Des Formes du Retour
Sur les Formes du Retour
Pensons à une petite branche de plante qui a perdu ses feuilles en automne.
Son tronc est encore debout, mais il ne se concentre plus sur la croissance, mais sur les directions.
Chaque branche représente une possibilité.
Des possibilités qui ont été explorées jusqu'à leur extrémité, essayées, épuisées.
Sur ces branches,
il y a un petit insecte qui, malgré ses ailes, choisit de ne pas voler.
Une coccinelle.
Au lieu d'avancer, elle s'arrête, fait demi-tour, se dirige vers une autre branche.
Ce n'est pas de l'indécision ;
c'est le rythme de la recherche de chemin.
La production artistique est souvent pensée avec l'idée de progrès.
Pourtant ce qui apparaît dans la pratique, c'est plutôt qu'un mouvement linéaire
une circulation tissée de retours, d'écarts et de répétitions.
On va jusqu'au bout d'une branche,
on se rend compte que quelque chose s'est épuisé là
et on fait demi-tour.
Ces retours sont souvent mal interprétés.
Comme de l'hésitation, de l'indécision ou de la désorientation.
Pourtant pour certaines productions, faire demi-tour,
c'est un refus conscient.
C'est l'expression de ne pas continuer, de prendre au sérieux une autre possibilité.
Aujourd'hui beaucoup de travaux,
alors qu'ils ont la possibilité de déployer leurs ailes et de voler
choisissent de circuler sur les mêmes branches.
Parce que voler est risqué.
Se détacher du sol, c'est perdre le contexte.
Marcher permet de rester en contact.
Ce texte ne se situe pas dans un endroit qui exalte ou critique la production.
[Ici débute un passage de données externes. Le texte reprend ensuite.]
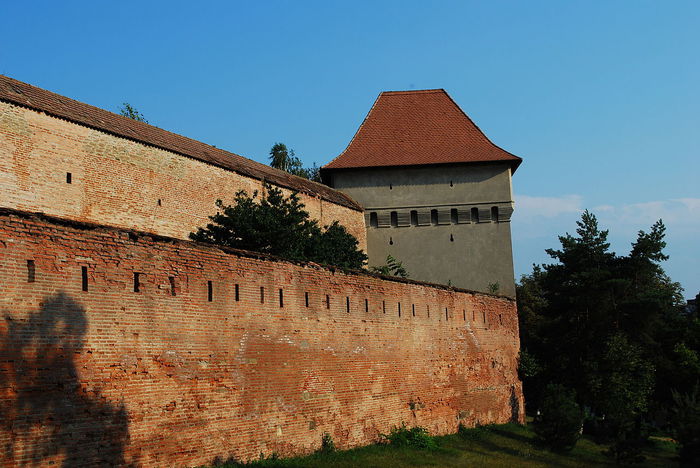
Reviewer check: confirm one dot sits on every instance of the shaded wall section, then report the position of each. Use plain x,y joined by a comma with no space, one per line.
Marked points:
124,348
Il décrit plutôt une situation :
À quel point l'artiste fait demi-tour dans sa propre pratique,
quelle branche il abandonne et pourquoi
et quelle nouvelle possibilité il explore silencieusement.
Certains travaux paraissent petits au premier regard.
Tout comme l'effort de la coccinelle.
Mais ces petits mouvements,
laissent des traces plus durables que les grands bonds.
Parce qu'ils ne se pressent pas.
Parce qu'ils mettent le changement de direction avant le progrès.
L'automne n'est pas la saison de la fin.
C'est la saison du tri.
Ce qui est superflu tombe,
ce qui peut être porté reste.
La pratique artistique passe aussi par un processus similaire :
Toutes les branches ne tiennent pas.
Tous les chemins ne continuent pas.
Mais chaque retour,
rend visible une nouvelle possibilité.
Peut-être que la question,
n'est pas de voler ou ne pas voler.
Peut-être que la vraie question,
c'est de savoir quand continuer à marcher.